If I were on a board of directors, I’d be asking this question of the CEO: What’s the ROI on our recruiting investment? In other words, how is our human resources department spending our recruiting budget, and what do we get for it?
(Maybe I’m thinking more like a director these days because of this recent two-part CMO.com article, "Ascending To The Board." The second part of the series can be found here. And you might want to check out another related story, "The Well-Behaved Board Of Directors: Nose In—Fingers Out.")
It’s a loaded question. But I challenge any CEO to show me the metrics and to give me a good answer. You should challenge your HR department to do the same. My bet is you won’t like the answer.
This isn’t the first time I’ve discussed “How HR Engineered Its Own Funeral.” The problem is really simple: Your HR department probably does not recruit. It merely hires who comes along. And that’s why HR should get out of the hiring business entirely. Either outsource the function (Boo! That would be nuts. You’d lose your competitive edge.), or start doing your own recruiting (Say what?) and insist that the managers who work for you do the same.
That’s right: You should be spending at least 20% of your time doing the most important management task there is: Finding talent that keeps the joint running. That’s your job. Just because HR says they’ll do it is no reason for you to let this critical task be handled by silly database algorithms. The quality of your hires is your job. It’s your neck.
A new survey released by HR watchdog CareerXroads tells a troubling story. CXR has been surveying companies for over a decade, and they ask a simple question: What were your sources of hires last year? In other words, where did your new hires come from?
Every year since I’ve been tracking this survey, the story has been much the same: Most hires—about 25%—come from personal referrals. About the same proportion come from a company’s own Web site—jobs it posts for the public to see.

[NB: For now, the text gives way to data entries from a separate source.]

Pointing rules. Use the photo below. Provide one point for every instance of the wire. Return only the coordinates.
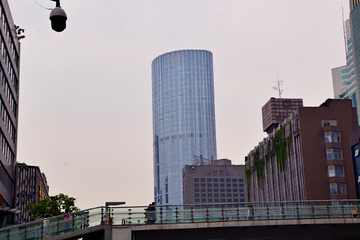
(43, 6)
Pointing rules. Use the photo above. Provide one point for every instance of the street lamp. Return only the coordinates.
(58, 17)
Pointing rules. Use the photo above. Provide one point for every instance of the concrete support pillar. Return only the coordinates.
(121, 234)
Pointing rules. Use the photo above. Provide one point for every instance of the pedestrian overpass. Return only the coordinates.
(276, 220)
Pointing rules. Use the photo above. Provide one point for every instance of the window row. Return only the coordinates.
(7, 120)
(216, 200)
(218, 180)
(5, 179)
(210, 195)
(8, 93)
(336, 171)
(333, 153)
(329, 122)
(8, 36)
(337, 188)
(217, 190)
(332, 136)
(234, 185)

So, where does actual recruiting fit in to your company’s strategy? Well, almost nowhere. Sadly, your HR recruiters almost never go out to find, steal, seduce, cajole, and bring home the very best candidates that they have identified as the talent you need. HR just does not engage in that kind of competitive behavior. Next time you talk to your vice president of sales, ask whether your top sales reps wait for customers to be delivered to them on their computer screens by an “intelligent agent” that brings prospects to their door.

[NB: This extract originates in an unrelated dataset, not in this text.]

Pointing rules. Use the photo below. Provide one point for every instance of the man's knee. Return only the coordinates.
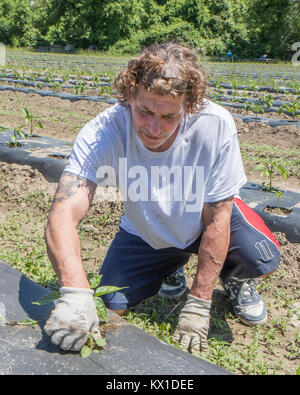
(120, 312)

While reporting on how employers use job boards, one of the important questions CXR asked employers is this:
“What part of the Job Board’s two major services did you use: Post & Pray or Resume Search?”
Yes, it’s an inside joke in HR circles: “Post & Pray” means HR publishes a job description and prays someone will come along. (Is it any wonder HR complains it gets so many applicants that it has no time to send out thank-you notes to anyone?) It turns out that HR doesn’t bother much with actually searching for appropriate resumes in the job board databases it pays to use.

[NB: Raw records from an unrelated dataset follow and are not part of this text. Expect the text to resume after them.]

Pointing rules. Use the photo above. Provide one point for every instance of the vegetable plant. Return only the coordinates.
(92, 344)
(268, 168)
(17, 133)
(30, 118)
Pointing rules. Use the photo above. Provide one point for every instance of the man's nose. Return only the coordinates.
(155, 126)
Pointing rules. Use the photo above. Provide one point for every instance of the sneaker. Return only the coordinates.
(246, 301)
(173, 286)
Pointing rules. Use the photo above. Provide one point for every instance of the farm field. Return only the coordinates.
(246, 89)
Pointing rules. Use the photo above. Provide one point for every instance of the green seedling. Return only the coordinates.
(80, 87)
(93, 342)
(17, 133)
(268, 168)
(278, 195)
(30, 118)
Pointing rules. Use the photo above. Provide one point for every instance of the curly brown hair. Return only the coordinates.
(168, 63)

The survey says 60% of employers are “mostly posting” positions and waiting for who comes along. Only 8.6% actually search for the candidates they want. Keep in mind—even this extremely limited “searching” is done only within the confines of a job board database. Precious few HR recruiters go out into the professional community to actually recruit top talent.
If it doesn’t bother you that your HR “recruiters” spend most of their time fielding “applicants” from Monster.com and CareerBuilder, then consider these ROI-crushing statistics from CXR: Monster was reported as the source of hires 1.3% of the time last year, and CareerBuilder 1.2%. Yet last year the employment system dumped $1.1 billion into Monster.com alone. You do the math.
So take a good look at what your company’s recruiters are doing. CXR reports that “most recruiters are reluctant to cold-call someone who is not familiar with their firm or not clearly interested in their job even though they are obviously on the market.” Go back to your v.p. of sales and ask, “Are our sales reps reluctant to cold-call?”
Your recruiters spend virtually no time recruiting because they don’t understand your business or how to approach talent in the field. My advice: That’s your job. Please wake up and start recruiting, because no one else at your company is doing it for you. They’re posting and praying on your behalf.